Cette initiative s’inscrit dans la nouvelle stratégie de paiement « Vision 2028 », dévoilée lundi 1er juin par le gouverneur de la CBN, Olayemi Cardoso, alors que la première économie d’Afrique cherche à accélérer la digitalisation des paiements et à élargir l’accès aux services financiers.
Selon les dernières statistiques de la banque centrale, les espèces détenues hors du système bancaire ont atteint 5.080 milliards de nairas (3,7 milliards USD) en avril 2026, soit plus de 90 % de la monnaie en circulation. La CBN vise à ramener cette proportion à moins de 40 % d’ici 2028.
Pour les autorités monétaires, une telle évolution permettrait d’améliorer la transmission de la politique monétaire, d’accroître les ressources du secteur bancaire et de renforcer la traçabilité des flux financiers dans une économie encore largement dominée par les paiements en espèces.

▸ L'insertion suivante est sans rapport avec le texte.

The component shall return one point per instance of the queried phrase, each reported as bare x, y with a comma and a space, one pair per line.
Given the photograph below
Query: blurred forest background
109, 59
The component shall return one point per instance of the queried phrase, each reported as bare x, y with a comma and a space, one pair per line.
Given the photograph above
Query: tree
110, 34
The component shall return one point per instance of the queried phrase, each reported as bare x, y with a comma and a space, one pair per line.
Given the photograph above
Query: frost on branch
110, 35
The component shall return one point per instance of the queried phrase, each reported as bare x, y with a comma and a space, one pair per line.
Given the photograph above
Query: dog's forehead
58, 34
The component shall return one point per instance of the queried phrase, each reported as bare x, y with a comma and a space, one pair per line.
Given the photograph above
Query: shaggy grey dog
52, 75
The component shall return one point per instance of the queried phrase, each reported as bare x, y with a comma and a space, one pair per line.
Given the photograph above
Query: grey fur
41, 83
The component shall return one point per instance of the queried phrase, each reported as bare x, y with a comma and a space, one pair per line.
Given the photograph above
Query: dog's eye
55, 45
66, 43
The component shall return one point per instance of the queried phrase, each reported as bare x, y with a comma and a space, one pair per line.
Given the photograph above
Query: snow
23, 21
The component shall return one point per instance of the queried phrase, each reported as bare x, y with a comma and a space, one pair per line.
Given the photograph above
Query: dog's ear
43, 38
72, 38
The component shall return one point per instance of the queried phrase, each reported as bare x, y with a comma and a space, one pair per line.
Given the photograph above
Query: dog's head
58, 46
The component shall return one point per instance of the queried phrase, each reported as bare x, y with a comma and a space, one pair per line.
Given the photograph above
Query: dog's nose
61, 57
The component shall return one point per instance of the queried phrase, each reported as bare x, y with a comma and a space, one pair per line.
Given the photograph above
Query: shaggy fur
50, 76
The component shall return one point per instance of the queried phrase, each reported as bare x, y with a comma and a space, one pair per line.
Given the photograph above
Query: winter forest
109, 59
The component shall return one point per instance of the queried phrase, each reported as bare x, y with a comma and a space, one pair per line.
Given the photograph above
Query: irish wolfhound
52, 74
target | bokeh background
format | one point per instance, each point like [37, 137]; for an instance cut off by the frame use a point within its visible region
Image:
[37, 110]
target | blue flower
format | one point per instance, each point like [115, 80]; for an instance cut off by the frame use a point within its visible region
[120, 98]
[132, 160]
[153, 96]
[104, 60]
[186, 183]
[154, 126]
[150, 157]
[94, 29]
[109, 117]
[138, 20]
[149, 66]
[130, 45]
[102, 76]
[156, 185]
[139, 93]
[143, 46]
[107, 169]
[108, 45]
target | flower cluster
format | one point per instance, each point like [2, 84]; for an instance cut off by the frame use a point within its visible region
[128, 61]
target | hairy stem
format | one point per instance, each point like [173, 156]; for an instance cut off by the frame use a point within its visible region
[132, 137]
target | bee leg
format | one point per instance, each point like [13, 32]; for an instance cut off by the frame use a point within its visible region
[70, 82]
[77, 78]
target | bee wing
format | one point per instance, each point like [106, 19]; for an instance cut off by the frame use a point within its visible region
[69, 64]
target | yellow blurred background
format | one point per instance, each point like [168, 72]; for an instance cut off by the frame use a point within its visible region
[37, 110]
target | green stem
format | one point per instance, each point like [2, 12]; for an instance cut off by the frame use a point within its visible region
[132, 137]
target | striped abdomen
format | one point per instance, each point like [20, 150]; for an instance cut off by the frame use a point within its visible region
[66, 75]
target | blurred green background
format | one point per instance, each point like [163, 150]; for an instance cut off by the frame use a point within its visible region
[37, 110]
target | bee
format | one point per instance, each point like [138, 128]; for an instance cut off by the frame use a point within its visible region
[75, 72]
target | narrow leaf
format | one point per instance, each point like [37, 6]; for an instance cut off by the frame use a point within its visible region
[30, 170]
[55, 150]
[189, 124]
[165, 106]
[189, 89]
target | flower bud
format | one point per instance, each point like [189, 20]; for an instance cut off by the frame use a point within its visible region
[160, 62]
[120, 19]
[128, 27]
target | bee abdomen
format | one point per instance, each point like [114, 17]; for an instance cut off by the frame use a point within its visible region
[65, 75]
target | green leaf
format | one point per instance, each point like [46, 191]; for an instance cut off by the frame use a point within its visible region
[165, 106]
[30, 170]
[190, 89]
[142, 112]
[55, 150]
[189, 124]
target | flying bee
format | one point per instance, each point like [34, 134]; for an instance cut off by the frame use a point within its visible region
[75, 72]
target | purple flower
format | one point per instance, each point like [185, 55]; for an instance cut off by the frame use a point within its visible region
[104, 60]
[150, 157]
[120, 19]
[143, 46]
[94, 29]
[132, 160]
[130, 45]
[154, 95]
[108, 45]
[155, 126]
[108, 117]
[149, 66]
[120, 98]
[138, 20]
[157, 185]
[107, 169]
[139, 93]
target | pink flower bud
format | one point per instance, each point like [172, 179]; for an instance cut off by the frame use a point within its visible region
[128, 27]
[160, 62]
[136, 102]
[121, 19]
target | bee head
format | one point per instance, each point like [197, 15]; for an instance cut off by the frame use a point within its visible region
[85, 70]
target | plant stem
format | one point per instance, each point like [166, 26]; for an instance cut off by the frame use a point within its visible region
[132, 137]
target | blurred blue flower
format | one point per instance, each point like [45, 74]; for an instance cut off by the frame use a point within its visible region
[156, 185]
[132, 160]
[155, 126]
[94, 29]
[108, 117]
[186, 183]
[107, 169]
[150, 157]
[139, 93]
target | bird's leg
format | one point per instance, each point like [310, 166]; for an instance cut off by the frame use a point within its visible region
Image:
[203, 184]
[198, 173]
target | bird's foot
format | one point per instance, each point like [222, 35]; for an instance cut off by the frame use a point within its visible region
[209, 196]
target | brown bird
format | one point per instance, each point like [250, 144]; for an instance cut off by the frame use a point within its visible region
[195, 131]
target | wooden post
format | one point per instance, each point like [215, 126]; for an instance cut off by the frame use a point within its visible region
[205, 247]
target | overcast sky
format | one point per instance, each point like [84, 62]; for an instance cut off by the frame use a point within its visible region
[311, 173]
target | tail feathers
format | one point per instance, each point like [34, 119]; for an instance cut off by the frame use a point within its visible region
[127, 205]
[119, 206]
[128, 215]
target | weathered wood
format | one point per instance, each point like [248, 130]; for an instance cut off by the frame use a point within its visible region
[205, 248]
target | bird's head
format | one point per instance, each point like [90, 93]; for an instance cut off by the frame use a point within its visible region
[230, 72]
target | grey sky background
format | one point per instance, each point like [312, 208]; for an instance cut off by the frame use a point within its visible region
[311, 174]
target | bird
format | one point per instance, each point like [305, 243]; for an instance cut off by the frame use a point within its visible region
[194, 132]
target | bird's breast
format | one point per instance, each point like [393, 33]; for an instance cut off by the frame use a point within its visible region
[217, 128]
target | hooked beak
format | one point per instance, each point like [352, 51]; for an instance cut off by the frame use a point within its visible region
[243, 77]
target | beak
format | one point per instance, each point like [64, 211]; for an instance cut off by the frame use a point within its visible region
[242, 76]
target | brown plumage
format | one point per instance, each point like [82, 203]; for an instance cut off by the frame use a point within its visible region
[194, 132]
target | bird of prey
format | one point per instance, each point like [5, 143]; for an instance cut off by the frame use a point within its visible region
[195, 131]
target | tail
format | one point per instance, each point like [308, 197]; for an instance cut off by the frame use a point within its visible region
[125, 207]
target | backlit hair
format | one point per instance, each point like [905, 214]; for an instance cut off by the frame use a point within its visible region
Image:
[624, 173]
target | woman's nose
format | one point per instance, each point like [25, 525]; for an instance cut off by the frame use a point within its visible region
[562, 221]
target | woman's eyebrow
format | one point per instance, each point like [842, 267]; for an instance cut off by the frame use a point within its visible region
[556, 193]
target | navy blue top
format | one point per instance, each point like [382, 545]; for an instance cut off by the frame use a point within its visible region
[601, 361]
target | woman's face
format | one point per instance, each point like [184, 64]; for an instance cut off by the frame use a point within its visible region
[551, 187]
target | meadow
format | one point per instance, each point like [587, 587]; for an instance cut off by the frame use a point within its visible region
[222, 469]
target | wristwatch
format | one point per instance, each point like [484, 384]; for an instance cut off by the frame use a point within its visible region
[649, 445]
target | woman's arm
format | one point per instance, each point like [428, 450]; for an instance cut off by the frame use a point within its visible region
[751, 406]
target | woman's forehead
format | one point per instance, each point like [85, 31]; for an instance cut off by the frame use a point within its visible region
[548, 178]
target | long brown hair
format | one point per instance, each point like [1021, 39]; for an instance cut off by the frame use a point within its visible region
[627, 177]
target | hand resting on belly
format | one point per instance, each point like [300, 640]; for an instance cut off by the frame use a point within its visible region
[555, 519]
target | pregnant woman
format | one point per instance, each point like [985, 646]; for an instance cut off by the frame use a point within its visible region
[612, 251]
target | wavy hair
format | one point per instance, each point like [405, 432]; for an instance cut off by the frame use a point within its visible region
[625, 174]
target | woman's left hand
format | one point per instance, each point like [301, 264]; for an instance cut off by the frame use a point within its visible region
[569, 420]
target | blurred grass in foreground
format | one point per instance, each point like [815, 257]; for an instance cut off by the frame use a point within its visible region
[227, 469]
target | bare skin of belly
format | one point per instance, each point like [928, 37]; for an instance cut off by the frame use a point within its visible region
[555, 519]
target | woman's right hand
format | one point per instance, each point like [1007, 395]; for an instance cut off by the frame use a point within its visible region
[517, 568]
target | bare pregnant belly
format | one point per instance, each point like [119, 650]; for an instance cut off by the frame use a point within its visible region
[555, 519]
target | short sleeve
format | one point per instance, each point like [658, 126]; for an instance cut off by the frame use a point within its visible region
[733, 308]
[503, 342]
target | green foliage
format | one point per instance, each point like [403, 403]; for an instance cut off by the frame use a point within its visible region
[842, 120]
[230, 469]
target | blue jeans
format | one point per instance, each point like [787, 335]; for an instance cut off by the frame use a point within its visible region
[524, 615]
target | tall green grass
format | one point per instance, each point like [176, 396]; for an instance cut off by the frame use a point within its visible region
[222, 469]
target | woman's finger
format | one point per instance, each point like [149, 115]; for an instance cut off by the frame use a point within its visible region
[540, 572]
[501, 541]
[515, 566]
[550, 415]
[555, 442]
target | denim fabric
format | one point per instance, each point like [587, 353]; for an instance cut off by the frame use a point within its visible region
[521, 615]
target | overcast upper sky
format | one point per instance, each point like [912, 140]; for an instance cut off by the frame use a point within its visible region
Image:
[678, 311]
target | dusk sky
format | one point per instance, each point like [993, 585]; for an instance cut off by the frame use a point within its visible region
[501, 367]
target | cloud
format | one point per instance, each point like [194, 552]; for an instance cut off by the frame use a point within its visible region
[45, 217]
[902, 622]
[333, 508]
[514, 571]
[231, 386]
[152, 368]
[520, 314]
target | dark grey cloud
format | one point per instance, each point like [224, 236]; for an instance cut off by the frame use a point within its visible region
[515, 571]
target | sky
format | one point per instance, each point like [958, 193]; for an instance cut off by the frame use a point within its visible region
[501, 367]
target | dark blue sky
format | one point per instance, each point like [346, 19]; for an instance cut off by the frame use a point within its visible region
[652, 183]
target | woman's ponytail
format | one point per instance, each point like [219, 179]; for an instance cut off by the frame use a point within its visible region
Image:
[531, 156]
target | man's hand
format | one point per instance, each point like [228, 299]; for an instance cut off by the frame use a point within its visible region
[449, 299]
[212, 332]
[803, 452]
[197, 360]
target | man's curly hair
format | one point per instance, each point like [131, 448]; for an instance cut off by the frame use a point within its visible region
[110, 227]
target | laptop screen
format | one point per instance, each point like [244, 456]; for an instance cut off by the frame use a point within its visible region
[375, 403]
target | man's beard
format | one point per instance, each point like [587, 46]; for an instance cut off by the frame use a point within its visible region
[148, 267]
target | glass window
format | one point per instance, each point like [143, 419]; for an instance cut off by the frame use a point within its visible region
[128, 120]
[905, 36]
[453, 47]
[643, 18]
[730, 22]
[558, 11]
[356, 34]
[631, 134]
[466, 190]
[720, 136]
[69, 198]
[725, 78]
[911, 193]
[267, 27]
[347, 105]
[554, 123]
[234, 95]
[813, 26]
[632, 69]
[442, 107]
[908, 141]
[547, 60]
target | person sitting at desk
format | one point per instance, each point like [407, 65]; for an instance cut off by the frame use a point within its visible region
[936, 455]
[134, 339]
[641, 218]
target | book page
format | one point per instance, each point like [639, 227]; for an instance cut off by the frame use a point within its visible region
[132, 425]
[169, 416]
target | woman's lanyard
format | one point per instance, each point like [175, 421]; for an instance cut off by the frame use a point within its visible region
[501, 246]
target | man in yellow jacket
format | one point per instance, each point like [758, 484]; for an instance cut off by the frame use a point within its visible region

L’annonce intervient à moins d’un an des élections générales prévues début 2027, dans un contexte où la banque centrale a récemment mis en garde contre les risques inflationnistes liés à l’augmentation des dépenses politiques et électorales.
Parallèlement, la CBN ambitionne de porter le taux d’inclusion financière à 95 % d’ici 2028, contre un niveau actuellement estimé autour de 74 %, ce qui permettrait à environ 50 millions de Nigérians supplémentaires d’accéder à un compte bancaire ou à un portefeuille numérique.